Winston Churchill Wanted To Convert To Islam, But His Family Stopped Him


Winston Churchill once seriously considered becoming a Muslim, according to a recently discovered letter. However, his family entreated him to “fight against” the desire to convert to Islam.

Churchill served as an officer of the British Army in Sudan, and this gave him the opportunity to closely observe Islamic society. He wrote to Lady Lytton in 1907 that he “wished he were” a Pasha, which was a high rank in the Ottoman Empire. In private, he even started to dress in Arab clothes.

Churchill developed an obsession for Islam and the culture of the Orient, so much so that his family felt obliged to write to him to dissuade him.

In a letter dated August 1907 Churchill’s future sister-in-law wrote.

“Please don’t become converted to Islam; I have noticed in your disposition a tendency to orientalise, Pasha-like tendencies, I really have.

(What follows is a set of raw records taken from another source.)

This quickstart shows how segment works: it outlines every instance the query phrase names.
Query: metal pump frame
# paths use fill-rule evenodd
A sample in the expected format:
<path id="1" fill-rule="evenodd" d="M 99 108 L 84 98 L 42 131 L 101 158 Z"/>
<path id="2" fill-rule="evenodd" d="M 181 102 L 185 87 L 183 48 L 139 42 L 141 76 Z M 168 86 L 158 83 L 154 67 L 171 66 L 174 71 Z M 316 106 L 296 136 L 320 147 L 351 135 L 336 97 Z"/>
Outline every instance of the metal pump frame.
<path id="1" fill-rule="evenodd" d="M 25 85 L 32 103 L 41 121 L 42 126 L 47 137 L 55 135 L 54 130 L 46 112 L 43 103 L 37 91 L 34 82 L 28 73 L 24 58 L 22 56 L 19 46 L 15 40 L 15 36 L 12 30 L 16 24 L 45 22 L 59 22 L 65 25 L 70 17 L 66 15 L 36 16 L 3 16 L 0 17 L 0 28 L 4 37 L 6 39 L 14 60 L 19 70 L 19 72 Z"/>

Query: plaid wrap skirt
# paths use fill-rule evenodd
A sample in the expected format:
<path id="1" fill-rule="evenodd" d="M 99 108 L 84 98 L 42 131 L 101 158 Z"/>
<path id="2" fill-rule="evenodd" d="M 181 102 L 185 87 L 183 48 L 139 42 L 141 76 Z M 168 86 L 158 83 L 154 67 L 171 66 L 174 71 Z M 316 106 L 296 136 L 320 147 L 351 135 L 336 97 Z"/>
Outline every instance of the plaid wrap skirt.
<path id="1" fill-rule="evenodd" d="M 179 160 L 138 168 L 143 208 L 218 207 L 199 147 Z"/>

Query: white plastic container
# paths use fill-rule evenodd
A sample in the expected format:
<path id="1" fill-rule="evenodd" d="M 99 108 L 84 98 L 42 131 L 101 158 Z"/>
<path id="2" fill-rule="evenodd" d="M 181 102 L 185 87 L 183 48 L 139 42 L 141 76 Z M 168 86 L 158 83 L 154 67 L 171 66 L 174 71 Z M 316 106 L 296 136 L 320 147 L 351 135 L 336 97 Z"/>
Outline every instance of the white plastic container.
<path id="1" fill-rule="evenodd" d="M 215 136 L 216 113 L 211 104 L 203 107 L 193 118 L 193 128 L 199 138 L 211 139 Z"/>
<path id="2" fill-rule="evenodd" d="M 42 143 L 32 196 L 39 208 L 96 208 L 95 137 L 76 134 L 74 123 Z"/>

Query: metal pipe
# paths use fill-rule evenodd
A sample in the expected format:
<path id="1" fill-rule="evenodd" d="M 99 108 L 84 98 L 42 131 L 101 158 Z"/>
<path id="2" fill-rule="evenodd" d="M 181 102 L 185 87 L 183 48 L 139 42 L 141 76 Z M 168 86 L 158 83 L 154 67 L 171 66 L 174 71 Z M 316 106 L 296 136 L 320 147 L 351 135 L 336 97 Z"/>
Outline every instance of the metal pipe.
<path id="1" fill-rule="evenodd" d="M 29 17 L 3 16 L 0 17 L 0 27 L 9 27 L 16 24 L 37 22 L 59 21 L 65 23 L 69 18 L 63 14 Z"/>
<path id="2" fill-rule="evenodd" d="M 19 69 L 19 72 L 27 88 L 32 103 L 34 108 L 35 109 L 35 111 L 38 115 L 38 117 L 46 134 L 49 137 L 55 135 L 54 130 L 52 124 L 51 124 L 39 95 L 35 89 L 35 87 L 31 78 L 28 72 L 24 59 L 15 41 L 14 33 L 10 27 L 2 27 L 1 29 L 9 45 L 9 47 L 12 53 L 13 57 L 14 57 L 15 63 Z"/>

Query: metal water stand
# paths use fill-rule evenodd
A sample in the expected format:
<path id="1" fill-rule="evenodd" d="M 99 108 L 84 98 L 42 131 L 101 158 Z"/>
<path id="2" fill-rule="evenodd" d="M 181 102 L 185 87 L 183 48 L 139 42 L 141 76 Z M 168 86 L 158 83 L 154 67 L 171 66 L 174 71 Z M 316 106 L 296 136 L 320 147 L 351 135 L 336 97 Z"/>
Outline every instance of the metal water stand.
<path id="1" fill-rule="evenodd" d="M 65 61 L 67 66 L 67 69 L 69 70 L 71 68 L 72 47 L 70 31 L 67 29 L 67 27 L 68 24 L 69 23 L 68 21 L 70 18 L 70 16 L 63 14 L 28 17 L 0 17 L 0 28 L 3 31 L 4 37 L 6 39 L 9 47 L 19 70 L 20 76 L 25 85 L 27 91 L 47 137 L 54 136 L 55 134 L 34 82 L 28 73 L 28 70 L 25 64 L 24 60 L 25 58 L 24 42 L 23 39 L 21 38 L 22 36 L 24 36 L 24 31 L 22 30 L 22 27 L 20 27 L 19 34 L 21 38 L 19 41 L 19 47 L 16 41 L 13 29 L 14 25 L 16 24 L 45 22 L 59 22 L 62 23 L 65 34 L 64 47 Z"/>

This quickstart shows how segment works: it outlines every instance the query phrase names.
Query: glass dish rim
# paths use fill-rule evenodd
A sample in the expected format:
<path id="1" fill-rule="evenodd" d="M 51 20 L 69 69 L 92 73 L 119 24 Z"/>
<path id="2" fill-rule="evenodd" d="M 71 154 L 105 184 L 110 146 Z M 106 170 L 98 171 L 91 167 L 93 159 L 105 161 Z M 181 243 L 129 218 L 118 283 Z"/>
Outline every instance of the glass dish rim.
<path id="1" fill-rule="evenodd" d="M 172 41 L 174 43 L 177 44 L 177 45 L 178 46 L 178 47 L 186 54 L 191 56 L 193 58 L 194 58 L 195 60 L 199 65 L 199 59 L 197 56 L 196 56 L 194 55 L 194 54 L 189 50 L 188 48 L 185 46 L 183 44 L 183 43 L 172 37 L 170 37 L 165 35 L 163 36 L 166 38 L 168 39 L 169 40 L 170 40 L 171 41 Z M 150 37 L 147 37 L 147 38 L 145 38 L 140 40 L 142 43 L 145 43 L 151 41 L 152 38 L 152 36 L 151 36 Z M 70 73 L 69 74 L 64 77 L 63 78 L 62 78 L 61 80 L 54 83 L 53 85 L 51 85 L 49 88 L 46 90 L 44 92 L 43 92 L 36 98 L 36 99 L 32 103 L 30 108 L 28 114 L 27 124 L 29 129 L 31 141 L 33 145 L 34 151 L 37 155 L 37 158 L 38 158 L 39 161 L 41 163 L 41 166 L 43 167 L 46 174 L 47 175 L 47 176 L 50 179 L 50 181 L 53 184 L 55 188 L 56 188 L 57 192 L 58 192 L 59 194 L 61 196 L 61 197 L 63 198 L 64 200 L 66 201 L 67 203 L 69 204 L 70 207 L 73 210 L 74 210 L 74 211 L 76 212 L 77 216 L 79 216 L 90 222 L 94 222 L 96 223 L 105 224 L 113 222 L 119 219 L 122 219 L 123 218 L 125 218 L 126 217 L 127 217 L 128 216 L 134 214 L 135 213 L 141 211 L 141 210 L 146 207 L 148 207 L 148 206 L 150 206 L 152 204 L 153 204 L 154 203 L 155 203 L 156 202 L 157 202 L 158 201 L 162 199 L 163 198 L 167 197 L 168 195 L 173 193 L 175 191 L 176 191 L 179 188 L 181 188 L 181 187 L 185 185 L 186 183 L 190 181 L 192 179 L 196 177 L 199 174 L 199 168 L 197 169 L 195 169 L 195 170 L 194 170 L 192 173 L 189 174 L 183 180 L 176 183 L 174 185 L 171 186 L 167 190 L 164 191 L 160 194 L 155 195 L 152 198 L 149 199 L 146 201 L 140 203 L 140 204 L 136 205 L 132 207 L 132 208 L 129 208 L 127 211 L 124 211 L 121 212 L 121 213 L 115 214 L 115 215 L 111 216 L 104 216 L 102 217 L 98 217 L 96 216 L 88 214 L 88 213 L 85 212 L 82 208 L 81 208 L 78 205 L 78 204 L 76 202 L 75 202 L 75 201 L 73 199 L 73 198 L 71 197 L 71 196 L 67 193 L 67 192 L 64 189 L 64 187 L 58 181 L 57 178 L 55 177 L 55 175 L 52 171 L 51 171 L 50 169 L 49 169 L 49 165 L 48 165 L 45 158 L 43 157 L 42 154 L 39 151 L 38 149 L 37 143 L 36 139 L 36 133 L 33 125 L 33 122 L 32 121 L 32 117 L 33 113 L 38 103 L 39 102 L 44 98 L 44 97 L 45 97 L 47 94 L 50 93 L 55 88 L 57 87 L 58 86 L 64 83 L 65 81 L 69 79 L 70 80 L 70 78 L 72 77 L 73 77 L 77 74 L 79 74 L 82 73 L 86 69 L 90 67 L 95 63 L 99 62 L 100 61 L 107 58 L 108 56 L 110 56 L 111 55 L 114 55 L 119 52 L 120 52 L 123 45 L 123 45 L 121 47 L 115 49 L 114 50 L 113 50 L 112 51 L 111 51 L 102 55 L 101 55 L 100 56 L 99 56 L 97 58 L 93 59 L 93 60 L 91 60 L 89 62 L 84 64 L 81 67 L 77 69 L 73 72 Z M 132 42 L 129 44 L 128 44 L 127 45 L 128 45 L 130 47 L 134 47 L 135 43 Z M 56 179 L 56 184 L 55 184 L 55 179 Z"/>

If you come into contact with Islam your conversion might be effected with greater ease than you might have supposed, call of the blood, don’t you know what I mean, do fight against it.”

The letter was discovered by Warren Dockter, a history research fellow at Cambridge University. It was written by Lady Gwendoline Bertie, who later married Churchill’s brother Jack.

However, Dr Dockter told the Independent that he believes Churchill was not serious about converting.

He said, “He was more or less an atheist by this time anyway. He did however have a fascination with Islamic culture which was common among Victorians.”

That fascination took an unexpected turn in 1940, when Churchill, although deeply involved in Britain’s war with Germany, gave his support to build what became the London Central Mosque in Regent’s Park in the hope of winning the support of Muslim countries for the war.

He later informed members of parliament that “many of our friends in Muslim countries” had expressed appreciated for this “gift.”

But Churchill did criticize some Islamic practices.

In 1899, he wrote in his account of of the war in Sudan, “The fact that in Mohammedan law every woman must belong to some man as his absolute property, either as a child, a wife, or a concubine, must delay the final extinction of slavery until the faith of Islam has ceased to be a great power among men.”

He continued, “Individual Muslims may show splendid qualities, but the influence of the religion paralizes the social development of those who follow it. No stronger retrograde force exists in the world. Far from being moribund, Mohammedanism is a militant and proselytizing faith.”

Dr. Dockter discovered the letter while researching his forthcoming book Winston Churchill and the Islamic World: Orientalism, Empire and Diplomacy in the Middle East.